Since my position was Coordinator of International Relations, my mere involvement with the newsletter automatically fulfilled its “international relations” objective, giving me pretty much free reign over what content appeared in it.
I did not fancy myself as a journalist at all, and had no idea what I was doing (my lack of logo design skills may have clued you in on that, not that current me would be able to do any better…; for those curious, yes, that is Sakamoto Ryōma on the left), but it was great fun being able to act as a reporter, editor, and translator to produce this thing that was being read by others.
After the third issue I had been involved with was released, I was informed that due to departmental budget cuts, Oi! Kochi no longer had a print budget, and hence it would be the final issue.
Not wanting my run to end so soon, I thought that this might be a good opportunity to attempt to put Oi! Kochi not just on the web, but attempt to give it a space within the walled garden that was Japan’s fledgling mobile internet.
So, without knowing anything about code whatsoever, I attempted to make some HTML web pages. Japan was predominantly using clamshell-style feature phones, and sites developed for them used C-HTML, so that is what I used for the mobile pages.
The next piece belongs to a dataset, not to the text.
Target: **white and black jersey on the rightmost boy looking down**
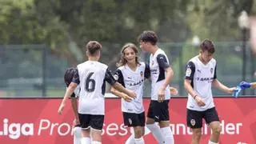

I recall having eventually put the pages somewhere on the internet, but I do not think the Kochi Prefectural Government gave me any space on their servers (not that I understood what a server was back then…), but probably used some kind of free service and shared the link with whomever would humour me. Those pages are, unsurprisingly, long gone.
However, I did still have the codebases lying around, and figured it would be nice to see if they could be deployed back out on the internet, so the content does not stay lost. So, here they are!
Revel in their Web 1.0-ness!
I have also made the codebases, and scans of the print versions of the newsletter, available in the Oi! Kochi GitHub repository. If you have the courage to actually look at the code, remember, it was written a long time ago…
For the most period-accurate browsing experience (simulating how the pages would have looked on my AU by KDDI phone), I would have recommended using an emulator that replicates the old Japanese feature phones, the closest of which I’ve ever found is viewing the pages using the Firefox browser, along with the FireMobileSimulator add-on.
Unfortunately, FireMobileSimulator is now dead and buried, with no future releases planned, and it does not work on current versions of Firefox. There are also no alternatives that I could find.
The only consolation is that you are able to trigger
accesskey attributes for links (ie for a link with text “1. English”, you could press the number key on the feature phone to directly “click” on that link) in Firefox and Chrome. See Mozilla’s
accesskey page for the key shortcuts for your platform and browser.